They had met at a party, being in their early twenties, both fresh out of college and a hankering for somewhere to go, looking to explore the countryside before settling down with jobs and life. They had decided on a road trip. The starting point was Brooklyn and they would get on the New York Thruway and take it from there. They basically drove nowhere in particular, but Jane wanted to see small towns to get ideas for new paintings. She had taken a few art classes in college and realized she had some talent, talent she thought she should explore. So, with her drawing tablet and pencil she sketched as John drove.

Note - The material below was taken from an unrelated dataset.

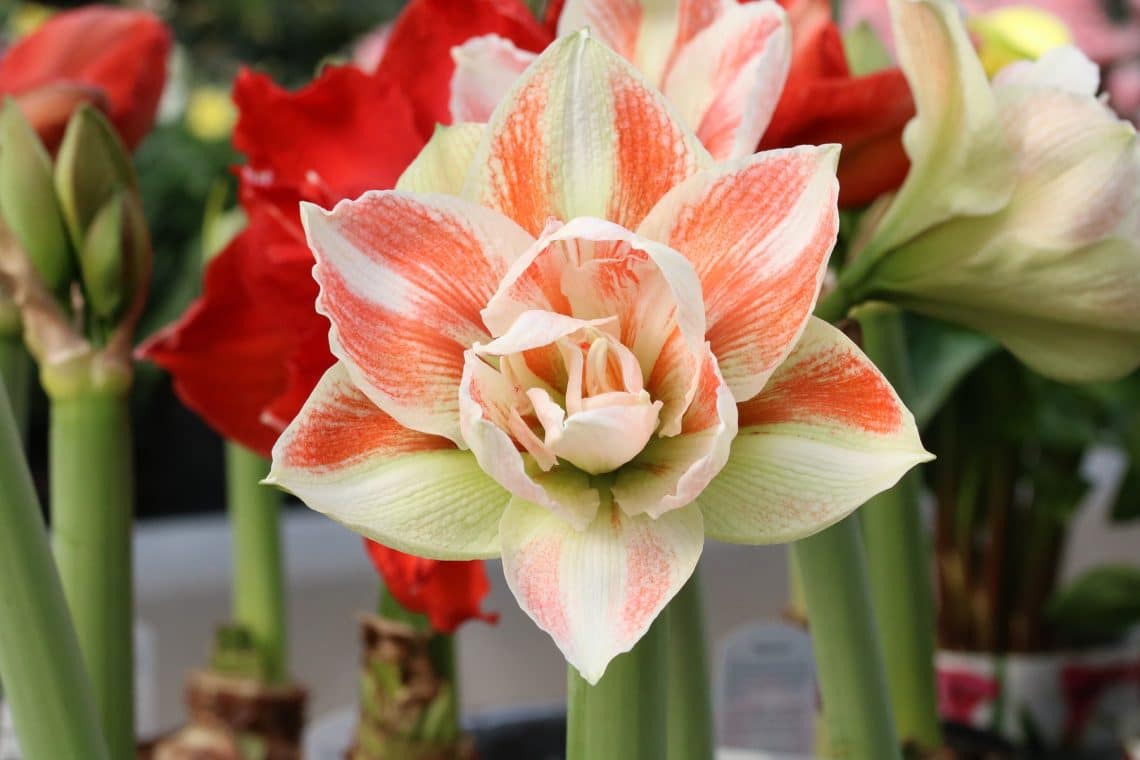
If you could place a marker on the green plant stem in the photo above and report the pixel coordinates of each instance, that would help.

Three days in they found themselves on the Ohio Turnpike. Not much to look at except brown grass, choking beneath chunks of hay and thatch. Lonely pines stretched out dripping sappy tears. Bended trees nearly dead, surrounded by sprigs of green, a depressive place they both had thought. There was flat land as far as the eyes could see with red barns, white houses and grazing farm animals. Jane wondered why there wasn’t any originality. What about fuchsia, orange, or yellow? No personal markings of life. The best part of the journey was driving in John’s chartreuse mustang convertible his father had bought for him as a graduation present. They rode with the radio blasting, singing Journey, Springsteen, and the Stones. She had noticed that the air in Ohio was as stifled as the grass that trails along for hundreds of miles. Youngstown, Akron, endless bleached homes with no sign of the wind. She had remembered reading Ohio had many tornadoes and thought it was ironic that only brief, destructive, angry visits of the wind passed through Ohio. Out of Ohio and into Michigan they had stopped for food. John had been extremely horny and wouldn’t take no for an answer. They did it in the back seat. At least he had agreed to put the top up after several people kept walking by. Not that John minded since it was an ego lay for him. He didn’t mind that Jane was uncomfortable and didn’t want to be screwed in the back seat like a God-damn whore. It had been all about him, the selfish prick. Maybe that’s why she never liked Michigan. After their two week long road trip, they parted ways for a short while. John kept calling her, but she had lost interest and was ignoring his calls. She thought he was too full of himself and not that remarkable. Then he began showing up at her parents’ house unannounced, and she would often get the feeling when she was out somewhere that she was being watched or stalked. Not long after, she found out she was pregnant. She contemplated an abortion or possibly adoption, which still makes her shudder, but she knew she could never have gone through with either. Her mother, a devout Catholic, found out. She had been eavesdropping while Jane was talking to her girlfriend. Her mother made her call John. Her mother didn’t care that her daughter didn’t love him; she only cared how it would look to the outside world and to God. The rest, as they say, was history.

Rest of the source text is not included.